Bounce rates and spam complaints: the metrics that matter
Two metrics have an outsized effect on long-term deliverability: bounce rate and spam complaint rate. A bounce rate above 2% tells receiving servers and your sending provider that you're sending to a lot of invalid or non-existent addresses — which is a pattern associated with purchased email lists and spam operations. Even if you're doing everything else right, a high bounce rate will cause deliverability problems. Remove hard bounces from your sending list immediately and permanently.
A spam complaint rate above 0.1% (one complaint per thousand emails sent) is the threshold where most sending providers will start restricting your account. Gmail's Postmaster Tools reports complaint rates directly if you've set it up. Monitor these metrics through your sending provider's dashboard. If complaint rates are rising, investigate why — are you sending to users who didn't explicitly opt in? Are your emails too frequent? Is there a mismatch between what users expected and what they're receiving?
Complete deliverability checklist
- SPF record: DNS TXT record on your sending domain listing all authorised sending servers. Test with MXToolbox.
- DKIM: Cryptographic signing configured through your sending provider, public key published in DNS.
- DMARC: Start with
p=nonemonitoring, progress top=quarantinethenp=rejectafter reviewing aggregate reports. - Dedicated sending provider: Use SendGrid, SES, Postmark, or Mailgun — not your application server or shared SMTP.
- Clean subject lines: Specific, relevant, no trigger words, no excessive punctuation or caps.
- HTML + plain text: Always include both.

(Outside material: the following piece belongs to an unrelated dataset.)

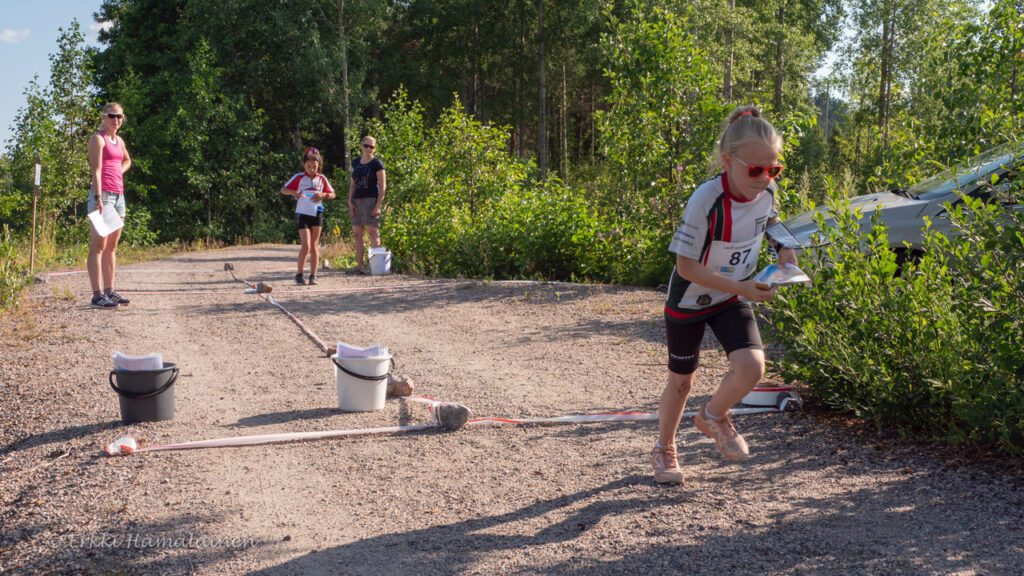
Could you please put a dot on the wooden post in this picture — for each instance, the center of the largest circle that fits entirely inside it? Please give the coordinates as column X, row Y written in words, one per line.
column 35, row 199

Never send HTML-only emails.
- No URL shorteners: Use full, direct URLs in email body and verification links.
- Unsubscribe link: Include even in transactional email where appropriate — some providers require it.
- Physical address: Required by CAN-SPAM and similar regulations in many jurisdictions.

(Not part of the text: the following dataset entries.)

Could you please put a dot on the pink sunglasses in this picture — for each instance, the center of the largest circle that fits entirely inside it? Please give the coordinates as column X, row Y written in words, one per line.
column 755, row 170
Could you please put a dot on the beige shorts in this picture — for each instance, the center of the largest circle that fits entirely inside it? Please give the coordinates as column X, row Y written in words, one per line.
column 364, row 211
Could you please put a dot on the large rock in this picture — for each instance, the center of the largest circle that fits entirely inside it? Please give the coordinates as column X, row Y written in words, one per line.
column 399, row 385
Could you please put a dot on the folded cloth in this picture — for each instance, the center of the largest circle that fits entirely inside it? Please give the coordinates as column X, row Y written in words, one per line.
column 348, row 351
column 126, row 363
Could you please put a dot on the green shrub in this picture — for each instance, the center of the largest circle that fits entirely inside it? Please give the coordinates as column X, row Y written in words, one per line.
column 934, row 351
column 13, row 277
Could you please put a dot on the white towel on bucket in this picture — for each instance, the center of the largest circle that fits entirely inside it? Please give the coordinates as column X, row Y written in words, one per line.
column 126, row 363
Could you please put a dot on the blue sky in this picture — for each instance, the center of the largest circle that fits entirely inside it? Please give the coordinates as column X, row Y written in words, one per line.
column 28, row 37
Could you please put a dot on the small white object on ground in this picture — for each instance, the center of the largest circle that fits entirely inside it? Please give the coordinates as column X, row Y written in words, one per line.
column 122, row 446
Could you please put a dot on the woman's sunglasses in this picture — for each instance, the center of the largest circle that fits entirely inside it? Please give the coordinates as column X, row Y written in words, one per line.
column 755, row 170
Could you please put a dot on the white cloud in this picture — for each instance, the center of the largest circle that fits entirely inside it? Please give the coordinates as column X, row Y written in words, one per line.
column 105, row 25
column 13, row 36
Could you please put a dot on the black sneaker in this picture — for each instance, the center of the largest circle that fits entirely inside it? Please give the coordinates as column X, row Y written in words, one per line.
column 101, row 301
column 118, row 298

- Hard bounce handling: Remove immediately; never retry a hard bounce.
- Complaint monitoring: Set up Gmail Postmaster Tools; monitor complaint rate dashboard.
- Inbox testing: Send test emails to fresh temporary inboxes before each deploy and after any template or config change.
- MXToolbox health check: Include in your pre-launch checklist for every new domain and environment.
When to use a dedicated transactional email service
If your application sends any email at all that the user needs to receive to function — verification links, password resets, purchase confirmations — you should be using a dedicated transactional email provider from day one. The cost is low (often free up to tens of thousands of emails per month), the reliability is dramatically better than DIY SMTP, and the deliverability infrastructure — shared IP pools with managed reputation, automatic DKIM signing, bounce and complaint handling — is maintained by teams whose entire job is keeping email in inboxes.
The most common DIY mistake is running a mail server on the same IP as your web application, or using a cheap hosting provider's bundled SMTP service. These IPs are routinely added to blocklists by services like Spamhaus because the hosting environment is shared with bad actors. Switching to a dedicated transactional provider is usually an afternoon of work and has an immediate positive impact on deliverability. It's one of the highest-leverage infrastructure improvements a small team can make. Privacy-conscious teams should also review guidance from the Electronic Frontier Foundation on handling user data responsibly when email is involved. Additionally, monitoring addresses against known breach databases via Have I Been Pwned can supplement your fraud prevention when new accounts are created.